Lost in Translation: The Critical Need for CRS Awareness in Talquetamab Therapy
Introduction/Background/Significance: Multiple Myeloma (MM) is an abnormal growth of plasma cells in the bone marrow and remains a major contributor to mortality. The current treatments for MM include proteasome inhibitors, immunomodulating drugs, anti-CD38 monoclonal antibodies and bone marrow transplant (BMT). Even with these modalities, MM can recur, for which new therapies such as chimeric antigen receptor T cell (CAR-T) and bispecific antibodies (BsAbs) were developed. Talquetamab is a novel BsAbs that binds the G-protein-coupled receptor in MM plasma cells and has induced remission of MM in patients that have failed at least four prior lines of therapy. In this case report, we present a patient with refractory MM who received Talquetamab.

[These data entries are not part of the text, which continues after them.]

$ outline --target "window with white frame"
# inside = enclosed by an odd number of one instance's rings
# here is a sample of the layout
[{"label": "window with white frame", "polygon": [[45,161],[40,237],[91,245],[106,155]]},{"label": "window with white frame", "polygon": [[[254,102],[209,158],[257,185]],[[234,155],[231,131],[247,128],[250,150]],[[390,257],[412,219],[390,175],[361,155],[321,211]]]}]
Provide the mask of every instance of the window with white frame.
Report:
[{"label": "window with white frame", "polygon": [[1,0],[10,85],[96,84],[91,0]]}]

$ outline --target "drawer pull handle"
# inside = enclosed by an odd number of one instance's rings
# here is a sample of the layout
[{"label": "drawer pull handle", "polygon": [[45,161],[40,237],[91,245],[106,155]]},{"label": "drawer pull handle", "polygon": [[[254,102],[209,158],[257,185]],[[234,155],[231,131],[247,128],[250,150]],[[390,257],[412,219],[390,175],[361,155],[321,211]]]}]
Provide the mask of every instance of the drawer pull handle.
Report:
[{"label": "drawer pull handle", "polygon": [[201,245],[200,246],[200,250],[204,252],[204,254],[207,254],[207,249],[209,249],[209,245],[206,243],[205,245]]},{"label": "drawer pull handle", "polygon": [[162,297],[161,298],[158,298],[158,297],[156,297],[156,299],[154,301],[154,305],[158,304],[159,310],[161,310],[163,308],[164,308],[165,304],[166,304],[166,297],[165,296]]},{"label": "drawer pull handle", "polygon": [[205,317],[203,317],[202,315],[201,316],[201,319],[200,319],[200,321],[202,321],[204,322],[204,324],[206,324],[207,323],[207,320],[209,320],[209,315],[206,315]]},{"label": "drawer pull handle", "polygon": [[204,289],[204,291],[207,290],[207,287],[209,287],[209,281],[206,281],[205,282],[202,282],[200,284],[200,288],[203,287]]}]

Materials and Methods/Case Presentation/Objective: This is the case of 56-year-old male with recurrent metastatic MM who failed multiple lines of therapy, including a BMT in 2021 and CAR-T. He came to the ED due to progressive weakness, fevers, multiple tender palpable masses and violaceous nodular lesions throughout his body. Abdominal CT scan and PET/CT reported extensive lymphadenopathy and innumerable hypermetabolic lesions, suggesting progression of MM. His initial laboratory work up was remarkable for anemia, thrombocytopenia and mild transaminitis. A new BM biopsy revealed persistent plasma cell proliferative disorder. Based on these results, the patient was started on Talquetamab as a last line of therapy. The first three step-up doses were tolerated with expected complications, such as tumor lysis syndrome and anemia. On day 10 of therapy, the patient received his first full dose of Talquetamab, which resulted in hypotension refractory to fluids and respiratory distress requiring O2 supplementation. Due to his worsening condition, he was transferred to the Intensive Care Unit (ICU) for low-dose vasopressor support and mechanical ventilation. Despite these supportive measures, the patient developed kidney and liver failure. After a discussion with the patient's wife, she decided that there would be no escalation of therapy. The patient was placed on hospice care and made DNR; he passed away the next day.
Results/Description/Main Outcome Measure(s)
According to the MonumenTAL-1 trial, Talquetamab causes cytokine release syndrome (CRS), a rare but known adverse effect (AE) where circulating cytokines, mainly IL-6, cause multi-organ damage with severity divided into four grades. All CRS grades require supportive care, with grades 3 and 4 warranting an IL-6R antagonist and steroids. Without proper guidance, a new medical team may misinterpret a refractory MM patient's poor prognosis and overlook the benefits of CRS treatment. Unfortunately, IL-6R antagonist was not administered because the patient's wife, possibly unaware that CRS can be treated independently of overall prognosis, opted against further intervention. This underscores the vital need for clear communication with both the patient's family and other medical specialties. Additionally, the primary team must reinforce to the ICU staff that, despite the patient's poor prognosis, supportive measures are still essential.
Conclusions: Talquetamab is a novel therapy for patients who have failed multiple MM treatments, and its most common AE is CRS. Although the clinical picture of CRS might seem catastrophic, it is vital provide all necessary supportive measures until symptoms subside, regardless of patient prognosis.